Vietnamese Talents
Vietnamese physics professor wins 2018 Dirac Medal
  • | VNA | August 16, 2018 04:29 PM

Vietnamese Professor Dam Thanh Son from the University of Chicago was recently named one the three winners of the 2018 Dirac Medal and Prize by International Centre for Theoretical Physics (ICTP).



Vietnamese Professor Dam Thanh Son (photo: UChicago News)


Son and the two others winners – Subir Sachdev of Harvard University and Xiao-Gang Wen of the Massachusetts Institute of Technology – received the honour for their independent contributions toward understanding novel phases in strongly interacting many-body systems, introducing original cross-disciplinary techniques.


All three winners study how quantum mechanics affects large groups of particles, known as many-body systems.

In its announcement of the laureates, the ICTP wrote that Son was the first to understand that gauge/gravity duality could be used to address basic questions in strongly interacting many-body problems.
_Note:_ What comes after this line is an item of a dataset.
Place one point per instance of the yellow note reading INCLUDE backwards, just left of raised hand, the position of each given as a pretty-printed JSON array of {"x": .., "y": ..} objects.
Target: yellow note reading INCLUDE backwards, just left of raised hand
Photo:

ICTP's Dirac Medal, first awarded in 1985, is given in honour of Paul Dirac, one of the greatest physicists of the 20th century. It is awarded annually on Dirac's birthday, August 8, to scientists who have made significant contributions to theoretical physics.

Dam Thanh Son was born in Hanoi to a pharmacy-professor father and a biochemistry-associate-professor mother.
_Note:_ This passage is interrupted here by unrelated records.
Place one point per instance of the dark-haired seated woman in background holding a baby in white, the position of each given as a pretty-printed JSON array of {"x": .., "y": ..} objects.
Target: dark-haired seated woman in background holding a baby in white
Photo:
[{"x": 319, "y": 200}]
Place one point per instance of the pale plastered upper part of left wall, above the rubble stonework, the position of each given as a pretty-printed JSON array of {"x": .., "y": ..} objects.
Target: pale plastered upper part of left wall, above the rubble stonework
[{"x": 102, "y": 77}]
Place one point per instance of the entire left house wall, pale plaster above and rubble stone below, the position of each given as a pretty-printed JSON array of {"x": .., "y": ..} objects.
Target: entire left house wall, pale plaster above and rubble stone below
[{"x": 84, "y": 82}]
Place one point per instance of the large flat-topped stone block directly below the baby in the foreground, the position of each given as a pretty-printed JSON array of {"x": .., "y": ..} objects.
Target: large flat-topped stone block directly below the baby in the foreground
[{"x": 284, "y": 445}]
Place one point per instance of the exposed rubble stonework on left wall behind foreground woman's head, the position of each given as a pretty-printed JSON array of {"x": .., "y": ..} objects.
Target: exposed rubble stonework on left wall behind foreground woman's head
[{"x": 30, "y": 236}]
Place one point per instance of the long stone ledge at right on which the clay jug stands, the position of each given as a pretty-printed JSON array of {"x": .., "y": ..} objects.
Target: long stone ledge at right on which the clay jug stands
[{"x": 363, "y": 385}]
In 1984, he won a gold medal in his first time competing in the International Mathematical Olympiad at the age of 15. A year later, Son went to Moscow, Russia, to study physics at the Lomonosov Moscow State University.

Talking about his decision to study physics instead of maths, Son mentioned the impact of his uncle who was a teacher, Dam Trung Don, who guided the Vietnamese national physics team for years, and his growing love and interest for the science.

Son gained international prominence for his application of ideas from string theory to the understanding of nuclear matter under high temperature and high density. The scientist is the author or co-author of more than 100 scholarly publications.